If there is a sure means of getting the attention of Nigerians, it is any money doubling scheme. Nigerians have shown time and again that they have a high appetite for high-risk, high-returns investment, regardless of the lack of a business model inherent in most of these schemes. Coupled with the continent-high population and sub-optimal economic conditions, most of the founders of Ponzi schemes introduce them to Nigeria as quickly as possible. As a result, over time, Nigerians have lost significant sums to them. These 4 Ponzis are some of the most popular.

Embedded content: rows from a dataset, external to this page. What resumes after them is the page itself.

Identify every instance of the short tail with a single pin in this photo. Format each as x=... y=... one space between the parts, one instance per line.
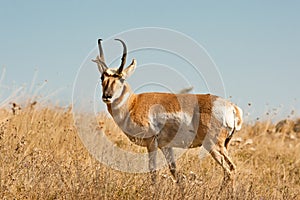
x=238 y=121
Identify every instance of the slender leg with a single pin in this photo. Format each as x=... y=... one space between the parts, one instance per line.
x=152 y=152
x=169 y=155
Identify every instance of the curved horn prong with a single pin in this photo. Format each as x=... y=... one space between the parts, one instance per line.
x=101 y=50
x=123 y=57
x=100 y=59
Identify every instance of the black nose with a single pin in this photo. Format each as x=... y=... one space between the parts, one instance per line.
x=107 y=96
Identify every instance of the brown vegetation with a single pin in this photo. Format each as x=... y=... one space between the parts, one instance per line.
x=41 y=157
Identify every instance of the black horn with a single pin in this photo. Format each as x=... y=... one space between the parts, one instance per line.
x=123 y=57
x=102 y=60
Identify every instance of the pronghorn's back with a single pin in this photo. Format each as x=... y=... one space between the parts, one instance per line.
x=163 y=120
x=180 y=120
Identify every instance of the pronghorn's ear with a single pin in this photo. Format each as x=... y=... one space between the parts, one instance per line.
x=129 y=70
x=101 y=65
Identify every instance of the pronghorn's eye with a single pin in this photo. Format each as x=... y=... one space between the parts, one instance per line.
x=116 y=76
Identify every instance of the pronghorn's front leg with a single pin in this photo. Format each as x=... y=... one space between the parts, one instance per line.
x=152 y=148
x=169 y=155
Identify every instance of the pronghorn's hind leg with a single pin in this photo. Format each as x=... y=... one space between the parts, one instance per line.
x=152 y=148
x=218 y=150
x=169 y=155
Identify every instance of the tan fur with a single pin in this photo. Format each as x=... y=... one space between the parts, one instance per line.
x=164 y=120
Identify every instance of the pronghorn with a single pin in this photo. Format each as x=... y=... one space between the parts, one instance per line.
x=165 y=120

Back in 2007, this was the rave of the town especially in South-West Nigeria. With investment as low as N5000 back then, potential investors were promised rewards as high as 100% of their investment within two weeks of investment. The scheme received popular following despite the warnings from the Securities and Exchange Commission (SEC) and the Central Bank of Nigeria (CBN). According to a source, Nigerians lost about N1.93 billion to Pennywise alone between 2006 and 2008. The present value of that amount becomes mind-boggling if the forex issues that have happened since then are taken into account.
Nospectco Oil and Gas
Another wonder bank, this time disguising as an oil and gas investment, Nospectco became popular in 2005. Several Nigerians saw it as an opportunity to reap a big share from the country’s natural resources. However, it all proved to be a sham but the CBN and the SEC were quick to drag the founders to court. At its peak, Nospectco Oil and Gas was responsible for about N49 billion in lost funds, according to the CBN. Most of these claims were never settled.

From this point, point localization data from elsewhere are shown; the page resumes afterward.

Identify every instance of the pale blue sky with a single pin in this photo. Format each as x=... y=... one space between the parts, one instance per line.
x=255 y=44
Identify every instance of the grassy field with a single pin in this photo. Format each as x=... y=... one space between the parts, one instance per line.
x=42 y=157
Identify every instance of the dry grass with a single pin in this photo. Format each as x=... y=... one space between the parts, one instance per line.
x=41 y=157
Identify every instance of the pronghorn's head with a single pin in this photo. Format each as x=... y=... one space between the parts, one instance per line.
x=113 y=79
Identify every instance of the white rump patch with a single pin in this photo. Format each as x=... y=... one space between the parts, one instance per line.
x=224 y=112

A new generation Ponzi, Ultimate cycler was one of the most popular Ponzi schemes for 2016. It was set up by a network marketer, who went by the name Peter Wolfing. The scheme required members to pay N12,500 after which they would have another 4 new membes placed under them to provide N37,500 as reward. Members were encouraged to bring other people into the scheme to ensure its continuity. As with all things of such nature, the scheme has practically packed up. Data on the amount lost to Ultimate Cycler is scanty as its competitor, MMM, got all the attention.

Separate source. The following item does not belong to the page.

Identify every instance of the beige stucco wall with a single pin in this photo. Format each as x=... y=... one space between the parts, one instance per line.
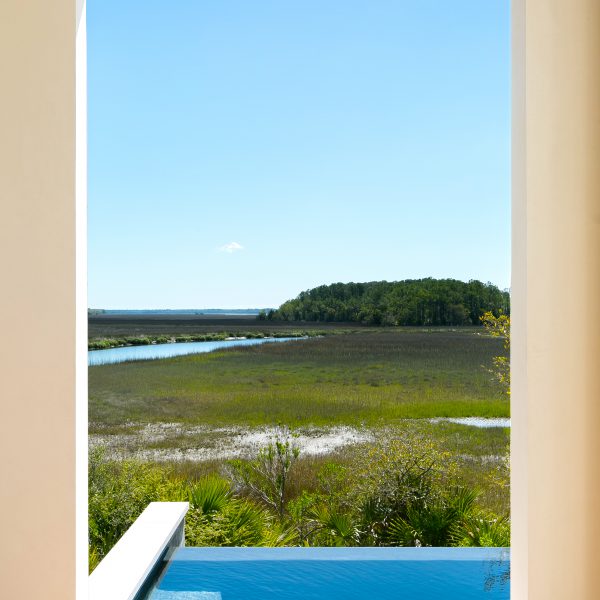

Speaking of MMM, Mavrodi Mondial Movement, Ponzis in Nigeria does not get bigger. If you were not engaged in the scheme in 2016, you were not considered a Nigerian. The scheme had no restrictions on the amount to be invested and sourcing additional people was not compulsory to receive a 30% reward. The scheme became so popular that banking on Tuesdays and Thursdays became a headache for Nigerians not involved in the scheme. As usual, Nigerians ignored several warnings from the CBN and the SEC. MMM’a crash is now an open secret. The CBN gave an estimated loss of N12 billion to Ponzis in 2016. You can be sure that MMM is responsible for more than half of that sum.